Hanania writes weekly columns on Middle East and American Arab issues for the Arab News in Saudi Arabia at www.ArabNews.com, and at www.TheArabDailyNews.com, www.TheDailyHookah.com and at SuburbanChicagoland.com. He has also published weekly columns in the Jerusalem Post newspaper, YNetNews.com, Newsday Newspaper in New York, the Orlando Sentinel Newspapers, and the Arlington Heights Daily Herald.
Palestinian, American Arab and Christian, Hanania’s parents originate from Jerusalem and Bethlehem.

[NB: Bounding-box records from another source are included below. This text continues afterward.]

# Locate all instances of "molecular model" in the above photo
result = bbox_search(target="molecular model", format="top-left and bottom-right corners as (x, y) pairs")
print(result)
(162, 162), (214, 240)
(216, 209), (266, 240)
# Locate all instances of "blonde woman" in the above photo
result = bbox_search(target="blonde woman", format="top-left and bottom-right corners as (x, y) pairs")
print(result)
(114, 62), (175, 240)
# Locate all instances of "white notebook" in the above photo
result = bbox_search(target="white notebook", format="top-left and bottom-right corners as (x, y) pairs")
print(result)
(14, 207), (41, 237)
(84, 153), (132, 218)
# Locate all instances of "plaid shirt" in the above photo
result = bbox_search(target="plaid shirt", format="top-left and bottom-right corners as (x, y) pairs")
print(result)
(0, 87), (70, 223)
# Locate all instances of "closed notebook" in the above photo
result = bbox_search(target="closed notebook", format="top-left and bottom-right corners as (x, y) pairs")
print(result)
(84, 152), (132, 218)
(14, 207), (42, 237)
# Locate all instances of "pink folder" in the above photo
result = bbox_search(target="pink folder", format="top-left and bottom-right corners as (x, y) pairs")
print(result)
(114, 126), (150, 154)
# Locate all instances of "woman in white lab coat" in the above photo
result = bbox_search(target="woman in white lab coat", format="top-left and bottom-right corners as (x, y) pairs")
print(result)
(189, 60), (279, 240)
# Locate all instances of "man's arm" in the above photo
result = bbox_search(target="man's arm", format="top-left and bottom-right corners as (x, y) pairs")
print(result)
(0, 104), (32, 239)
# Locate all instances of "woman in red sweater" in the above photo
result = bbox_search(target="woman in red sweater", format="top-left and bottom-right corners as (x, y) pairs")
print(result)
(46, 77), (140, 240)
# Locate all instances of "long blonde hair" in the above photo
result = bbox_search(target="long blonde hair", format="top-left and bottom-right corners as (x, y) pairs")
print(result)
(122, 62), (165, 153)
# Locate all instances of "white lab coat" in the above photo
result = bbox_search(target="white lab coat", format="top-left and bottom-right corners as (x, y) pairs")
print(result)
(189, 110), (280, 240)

Hanania is the recipient of four (4) Chicago Headline Club “Peter Lisagor Awards” for Column writing. In November 2006, he was named “Best Ethnic American Columnist” by the New American Media. In 2009, Hanania received the prestigious Sigma Delta Chi Award for Writing from the Society of Professional Journalists. He is the recipient of the MT Mehdi Courage in Journalism Award. He was honored for his writing skills with two (2) Chicago Stick-o-Type awards from the Chicago Newspaper Guild. In 1990, Hanania was nominated by the Chicago Sun-Times editors for a Pulitzer Prize for his four-part series on the Palestinian Intifada.
His writings have also been honored by two national Awards from ADC for his writing, and from the National Arab American Journalists Association.
The managing editor of Suburban Chicagoland Online News website www.SuburbanChicagoland.com, Hanania's columns also appear in the Southwest News Newspaper Group of 8 newspapers.